As far as we are aware of, this is the first systematic review and meta-analysis of the relationship between OHRQoL and tooth loss. Data from our systematic review and meta-analyses of observational studies provide fairly strong evidence that tooth loss is, on the whole, viewed negatively. This is a consistent finding, and appears to be independent of the OHRQoL measure used to assess subjective impact and context (e.g., country of residence). However, the severity of impairment of OHRQoL is probably context dependent [43
]. Moreover, the severity of impairment might be associated with location and distribution of missing teeth, as suggested by the outcome of the meta-analysis of data of a Greek and a British population (Figure ). Although associated, the correlation between number of missing teeth and number of occluding pairs (which is a derivative of the distribution of missing teeth) is not linear [54
]. Therefore, the impact of cultural background, and location and distribution of missing teeth remains subject for further exploration.
It should be acknowledged that all studies are reported at population level, and this may mask heterogeneity of scores at an individual level. The latter is reflected by the wide variation in outcome scores in the meta-analyses as presented in Figures , , , , and . Despite this, it seems that the negative view of tooth loss may ultimately result in demand for treatment to replace missing teeth. This will include a demand for dental implant retained restorations and other costly forms of treatment with a high burden of maintenance. Acceptance of dental extraction and replacement of teeth with conventional removable dentures, either partial or complete, has diminished [50
]; furthermore, ability to adapt to complete replacement dentures in old age is also uncertain and best avoided if possible. This poses a considerable challenge for oral health care policy makers, and it is unlikely that all demand for high cost treatment interventions can be met solely by publicly funded healthcare.

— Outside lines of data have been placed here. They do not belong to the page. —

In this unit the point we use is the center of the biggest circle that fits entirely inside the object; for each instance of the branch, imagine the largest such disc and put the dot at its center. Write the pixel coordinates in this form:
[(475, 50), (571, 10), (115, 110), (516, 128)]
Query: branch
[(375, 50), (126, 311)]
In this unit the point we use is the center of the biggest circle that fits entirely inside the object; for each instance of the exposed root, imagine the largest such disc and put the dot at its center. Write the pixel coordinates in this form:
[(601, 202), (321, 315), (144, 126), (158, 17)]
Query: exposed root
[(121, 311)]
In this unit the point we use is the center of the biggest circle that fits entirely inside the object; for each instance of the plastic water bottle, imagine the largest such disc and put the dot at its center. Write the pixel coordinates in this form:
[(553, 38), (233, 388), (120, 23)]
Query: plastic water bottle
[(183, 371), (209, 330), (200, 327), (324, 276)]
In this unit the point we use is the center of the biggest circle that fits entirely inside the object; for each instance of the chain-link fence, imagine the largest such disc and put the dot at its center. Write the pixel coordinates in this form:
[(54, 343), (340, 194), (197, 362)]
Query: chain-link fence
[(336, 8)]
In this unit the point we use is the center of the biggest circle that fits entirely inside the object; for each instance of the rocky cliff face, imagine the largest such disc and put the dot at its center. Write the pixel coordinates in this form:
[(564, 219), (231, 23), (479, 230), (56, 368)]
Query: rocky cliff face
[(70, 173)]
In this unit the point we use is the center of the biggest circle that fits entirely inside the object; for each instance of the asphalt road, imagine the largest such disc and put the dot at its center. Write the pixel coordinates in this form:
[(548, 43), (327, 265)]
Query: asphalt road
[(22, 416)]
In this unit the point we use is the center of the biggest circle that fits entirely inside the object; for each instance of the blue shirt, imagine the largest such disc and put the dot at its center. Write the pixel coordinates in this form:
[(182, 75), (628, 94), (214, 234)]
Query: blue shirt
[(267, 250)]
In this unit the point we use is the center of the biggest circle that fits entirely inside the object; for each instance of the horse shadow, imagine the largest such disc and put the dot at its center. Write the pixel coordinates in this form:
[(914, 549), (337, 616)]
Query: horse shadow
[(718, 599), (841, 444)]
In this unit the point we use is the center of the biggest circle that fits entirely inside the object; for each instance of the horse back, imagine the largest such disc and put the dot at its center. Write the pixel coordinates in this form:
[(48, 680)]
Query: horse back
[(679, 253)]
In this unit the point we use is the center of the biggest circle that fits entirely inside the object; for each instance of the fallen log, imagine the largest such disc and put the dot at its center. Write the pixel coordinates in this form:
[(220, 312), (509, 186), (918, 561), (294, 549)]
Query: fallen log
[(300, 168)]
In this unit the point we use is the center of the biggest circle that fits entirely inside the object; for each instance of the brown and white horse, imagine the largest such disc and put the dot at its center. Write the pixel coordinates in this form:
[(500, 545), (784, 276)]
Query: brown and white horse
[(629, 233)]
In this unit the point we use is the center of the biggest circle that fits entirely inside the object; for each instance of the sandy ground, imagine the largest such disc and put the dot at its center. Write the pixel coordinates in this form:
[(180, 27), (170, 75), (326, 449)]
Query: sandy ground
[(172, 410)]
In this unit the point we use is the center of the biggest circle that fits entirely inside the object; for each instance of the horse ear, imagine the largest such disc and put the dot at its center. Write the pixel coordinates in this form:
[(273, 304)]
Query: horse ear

The shortened dental arch concept has been described as means of providing sub-optimal, but acceptable level of oral function [55
]. In limiting treatment goals to providing a shortened dental arch, costs of care can be minimized. The results of the review suggest that the number of occluding pairs of teeth is an important predictor of OHRQoL, and that the prevalence of negative impacts increases sharply once the number of teeth present drops below 20. It seems reasonable to suggest that application of the shortened dental arch approach is acceptable, particularly to older adults, and this may help inform public policy for oral health care in older age groups. The data also suggest that preventive strategies aimed at reducing tooth loss need to be reinforced. As reported by Petersen and Yamamoto [56
], most oral diseases and chronic disease share common risk factors, and national health programs should incorporate disease prevention and health promotion using a common risk factor approach. Given the rising burden of chronic disease in an aging population, coupled with its negative impact on quality of life, this should receive urgent attention from policy makers.